I’m just a business intelligence analyst who was merging a data model change into production. And yet, I imagine our stress levels were comparable.
I am exaggerating, of course.
But anyone who has been a data professional long enough knows how stressful making changes to existing models can be. Especially, if you’ve ever published a change that caused inaccuracies, bad data, or wrong conclusions.
Avoid loosing trust in your data when making data model changes
As a data analyst, there is nothing worse than stakeholders noticing data inaccuracies in production.

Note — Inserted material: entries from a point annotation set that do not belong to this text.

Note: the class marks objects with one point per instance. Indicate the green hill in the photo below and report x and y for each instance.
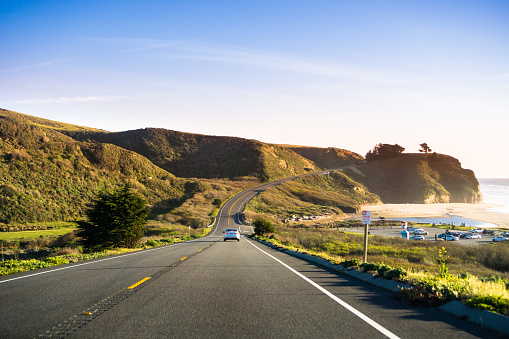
(419, 178)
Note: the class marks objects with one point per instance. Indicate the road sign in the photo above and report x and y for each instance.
(366, 217)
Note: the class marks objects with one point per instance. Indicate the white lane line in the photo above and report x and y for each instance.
(88, 263)
(333, 297)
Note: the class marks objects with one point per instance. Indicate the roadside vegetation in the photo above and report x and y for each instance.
(438, 272)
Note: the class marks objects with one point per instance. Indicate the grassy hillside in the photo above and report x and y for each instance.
(328, 157)
(335, 193)
(200, 156)
(419, 178)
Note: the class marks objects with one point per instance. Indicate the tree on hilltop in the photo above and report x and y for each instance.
(384, 151)
(115, 219)
(425, 148)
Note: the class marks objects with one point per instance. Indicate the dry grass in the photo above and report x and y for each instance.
(482, 261)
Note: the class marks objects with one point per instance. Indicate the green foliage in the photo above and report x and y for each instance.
(262, 226)
(351, 262)
(395, 273)
(115, 219)
(442, 263)
(335, 193)
(369, 266)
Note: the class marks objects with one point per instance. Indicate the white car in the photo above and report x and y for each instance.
(231, 233)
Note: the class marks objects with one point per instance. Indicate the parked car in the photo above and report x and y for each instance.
(448, 237)
(231, 233)
(418, 237)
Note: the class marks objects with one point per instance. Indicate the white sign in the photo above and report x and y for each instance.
(366, 217)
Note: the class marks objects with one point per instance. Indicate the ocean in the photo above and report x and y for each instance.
(496, 191)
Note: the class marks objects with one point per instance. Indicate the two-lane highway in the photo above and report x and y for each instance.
(213, 289)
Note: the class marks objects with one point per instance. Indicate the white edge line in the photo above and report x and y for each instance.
(333, 297)
(88, 263)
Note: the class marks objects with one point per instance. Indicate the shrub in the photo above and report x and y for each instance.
(369, 266)
(382, 269)
(351, 263)
(395, 273)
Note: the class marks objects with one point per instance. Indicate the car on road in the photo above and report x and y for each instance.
(231, 233)
(448, 237)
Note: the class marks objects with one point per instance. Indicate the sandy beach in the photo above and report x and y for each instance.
(480, 212)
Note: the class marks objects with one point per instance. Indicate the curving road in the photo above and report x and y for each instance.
(207, 288)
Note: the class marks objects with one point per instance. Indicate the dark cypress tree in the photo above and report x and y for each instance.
(115, 219)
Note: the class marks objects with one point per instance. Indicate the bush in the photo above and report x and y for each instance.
(490, 303)
(369, 266)
(262, 226)
(116, 219)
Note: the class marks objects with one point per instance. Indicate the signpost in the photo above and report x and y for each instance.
(366, 219)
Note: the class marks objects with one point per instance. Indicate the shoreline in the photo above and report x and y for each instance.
(479, 212)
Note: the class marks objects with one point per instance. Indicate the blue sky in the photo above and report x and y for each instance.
(326, 73)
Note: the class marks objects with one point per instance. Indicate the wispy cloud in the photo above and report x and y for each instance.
(70, 100)
(41, 64)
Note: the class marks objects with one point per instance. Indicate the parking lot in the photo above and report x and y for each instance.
(395, 231)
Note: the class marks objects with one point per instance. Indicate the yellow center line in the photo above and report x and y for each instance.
(138, 283)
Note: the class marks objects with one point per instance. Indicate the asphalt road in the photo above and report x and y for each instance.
(208, 288)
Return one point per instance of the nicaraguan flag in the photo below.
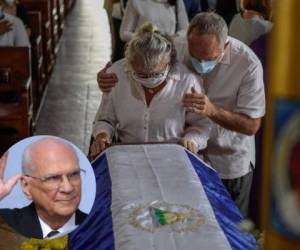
(159, 196)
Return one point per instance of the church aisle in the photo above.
(73, 96)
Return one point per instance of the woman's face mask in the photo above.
(151, 82)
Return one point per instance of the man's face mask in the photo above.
(204, 67)
(151, 82)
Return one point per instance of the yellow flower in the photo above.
(55, 244)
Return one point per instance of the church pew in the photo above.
(44, 6)
(38, 69)
(15, 93)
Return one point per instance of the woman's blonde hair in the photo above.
(150, 47)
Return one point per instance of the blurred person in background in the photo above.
(168, 15)
(252, 22)
(12, 30)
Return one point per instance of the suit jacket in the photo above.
(25, 220)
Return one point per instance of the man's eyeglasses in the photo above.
(54, 181)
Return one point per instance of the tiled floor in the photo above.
(73, 95)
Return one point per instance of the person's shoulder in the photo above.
(80, 216)
(14, 215)
(241, 52)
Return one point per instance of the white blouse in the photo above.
(165, 119)
(160, 14)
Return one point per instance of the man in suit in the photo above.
(51, 180)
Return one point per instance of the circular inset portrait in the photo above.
(47, 187)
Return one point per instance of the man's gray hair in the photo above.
(27, 157)
(151, 47)
(210, 23)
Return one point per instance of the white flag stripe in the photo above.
(142, 174)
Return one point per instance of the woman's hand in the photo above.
(5, 188)
(101, 142)
(189, 145)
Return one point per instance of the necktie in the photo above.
(52, 233)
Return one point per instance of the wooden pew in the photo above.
(61, 16)
(55, 26)
(37, 59)
(44, 6)
(15, 91)
(68, 5)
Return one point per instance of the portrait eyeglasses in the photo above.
(56, 180)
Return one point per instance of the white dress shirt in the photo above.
(165, 119)
(65, 229)
(17, 37)
(248, 30)
(161, 15)
(236, 84)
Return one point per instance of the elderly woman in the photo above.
(146, 105)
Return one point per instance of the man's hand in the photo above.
(5, 26)
(189, 145)
(5, 188)
(106, 81)
(101, 142)
(198, 103)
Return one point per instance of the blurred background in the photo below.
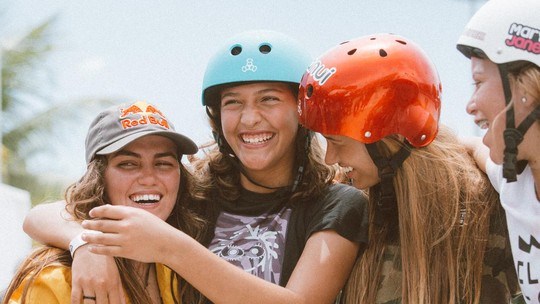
(62, 61)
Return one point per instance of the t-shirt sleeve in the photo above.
(344, 209)
(52, 285)
(494, 172)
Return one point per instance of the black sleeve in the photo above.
(343, 209)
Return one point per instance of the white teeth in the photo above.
(256, 139)
(146, 198)
(483, 124)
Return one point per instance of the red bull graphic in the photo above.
(141, 114)
(524, 38)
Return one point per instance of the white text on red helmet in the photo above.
(320, 73)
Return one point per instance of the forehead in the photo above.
(152, 143)
(256, 87)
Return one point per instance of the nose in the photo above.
(251, 116)
(471, 106)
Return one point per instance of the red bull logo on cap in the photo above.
(144, 114)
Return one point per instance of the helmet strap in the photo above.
(223, 147)
(386, 208)
(513, 136)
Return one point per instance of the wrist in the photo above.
(77, 242)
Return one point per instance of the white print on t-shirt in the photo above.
(255, 244)
(523, 218)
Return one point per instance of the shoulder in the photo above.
(344, 195)
(51, 285)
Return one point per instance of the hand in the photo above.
(128, 232)
(95, 275)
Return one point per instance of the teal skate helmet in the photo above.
(254, 56)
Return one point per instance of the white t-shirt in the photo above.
(522, 209)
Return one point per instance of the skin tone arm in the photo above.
(477, 150)
(94, 274)
(320, 273)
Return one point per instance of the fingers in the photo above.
(114, 212)
(116, 296)
(89, 298)
(76, 295)
(101, 296)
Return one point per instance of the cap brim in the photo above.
(184, 144)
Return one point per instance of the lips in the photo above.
(482, 124)
(145, 198)
(256, 139)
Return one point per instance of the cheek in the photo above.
(495, 141)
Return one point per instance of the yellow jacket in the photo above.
(53, 286)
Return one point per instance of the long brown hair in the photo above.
(89, 192)
(443, 208)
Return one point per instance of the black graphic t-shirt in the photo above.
(265, 236)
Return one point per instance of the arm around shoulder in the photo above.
(61, 229)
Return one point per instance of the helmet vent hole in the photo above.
(309, 91)
(265, 49)
(236, 50)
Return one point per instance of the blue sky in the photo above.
(157, 50)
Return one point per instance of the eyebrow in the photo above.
(263, 91)
(131, 153)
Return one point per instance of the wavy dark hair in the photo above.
(89, 192)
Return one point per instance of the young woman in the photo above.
(130, 164)
(506, 101)
(436, 234)
(278, 223)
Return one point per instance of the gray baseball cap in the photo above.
(119, 125)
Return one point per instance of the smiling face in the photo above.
(144, 174)
(354, 157)
(260, 124)
(488, 98)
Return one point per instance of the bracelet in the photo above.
(77, 241)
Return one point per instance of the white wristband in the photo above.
(77, 241)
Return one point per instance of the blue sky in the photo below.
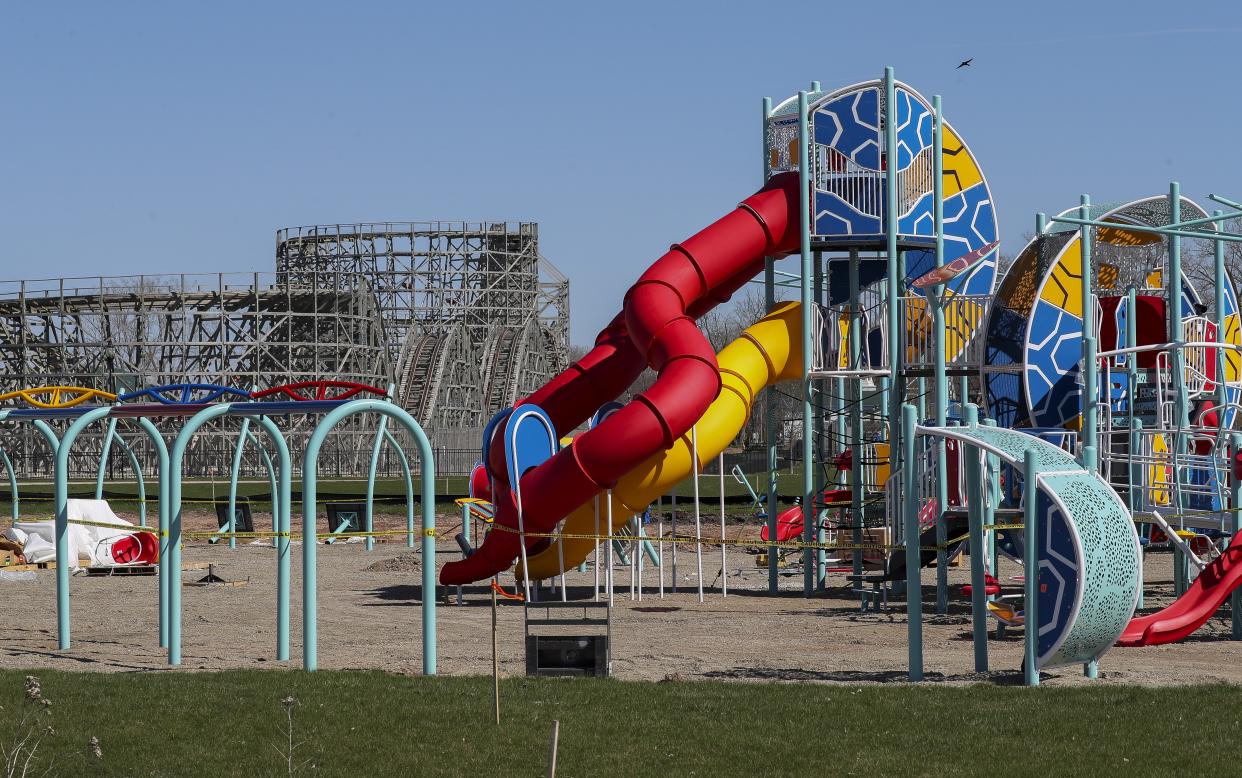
(155, 137)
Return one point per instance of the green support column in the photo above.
(369, 521)
(804, 196)
(942, 379)
(1181, 405)
(234, 472)
(1235, 505)
(856, 429)
(909, 503)
(971, 461)
(14, 497)
(769, 397)
(1219, 316)
(60, 489)
(821, 556)
(101, 471)
(994, 498)
(1031, 572)
(1134, 490)
(896, 389)
(309, 548)
(1089, 369)
(173, 558)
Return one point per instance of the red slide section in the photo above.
(1179, 620)
(655, 328)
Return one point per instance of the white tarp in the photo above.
(85, 542)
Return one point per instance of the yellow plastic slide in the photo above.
(769, 351)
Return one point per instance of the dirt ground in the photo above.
(370, 617)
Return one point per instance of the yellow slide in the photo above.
(769, 351)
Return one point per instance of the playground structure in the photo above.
(461, 318)
(935, 398)
(327, 404)
(1068, 415)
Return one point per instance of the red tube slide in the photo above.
(656, 328)
(1192, 609)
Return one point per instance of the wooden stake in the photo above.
(552, 753)
(496, 663)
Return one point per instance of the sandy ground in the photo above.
(370, 617)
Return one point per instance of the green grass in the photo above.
(371, 723)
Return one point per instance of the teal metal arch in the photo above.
(133, 462)
(52, 443)
(380, 438)
(244, 435)
(176, 460)
(309, 548)
(61, 491)
(14, 497)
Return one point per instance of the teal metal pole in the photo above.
(103, 457)
(370, 480)
(769, 395)
(973, 462)
(14, 498)
(942, 379)
(994, 498)
(1235, 506)
(1219, 320)
(234, 472)
(271, 485)
(309, 583)
(1031, 572)
(61, 494)
(61, 497)
(1091, 394)
(896, 388)
(821, 536)
(173, 554)
(804, 198)
(175, 464)
(1181, 405)
(138, 480)
(1134, 492)
(282, 520)
(913, 568)
(409, 486)
(857, 487)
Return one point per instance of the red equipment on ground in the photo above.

Seeing them lose trust in your data is something I wouldn’t wish on my worst enemy. That’s why you probably always double-check the data and hopefully even run automated tests to ensure no major mistakes snuck in.
Ensure your data model changes are correct
But oftentimes you may still experience lingering anxiety and worry that you overlooked something.
Fortunately, the simple solution is to compare the old and new in data model changes
This is one of the many policies we have adopted to ensure consistently high quality and accurate data at Infused Insight, a company helping businesses that use Infusionsoft to get more leads and sales through data insights. And the solution has been tremendously helpful.
We noticed an unintended change in the data the very first time we applied this policy. And it has proven immensely useful over and over ever since.
In theory, the solution was simple:
After making a change to a model’s query, the analyst should write down a hypothesis of how they expect the resulting data to change, such as:
“The ad’s call-to-action URLs that were previously NULL, should now contain a valid URL.”
Next, they should run a comparison on the result of the old and new query that compares all column values as well as detects all new and deleted rows.
Then, they check if only the expected changes were applied to the data. It seemed like this would be a very common task and that there should be plenty of tools (preferably open source) that could achieve it.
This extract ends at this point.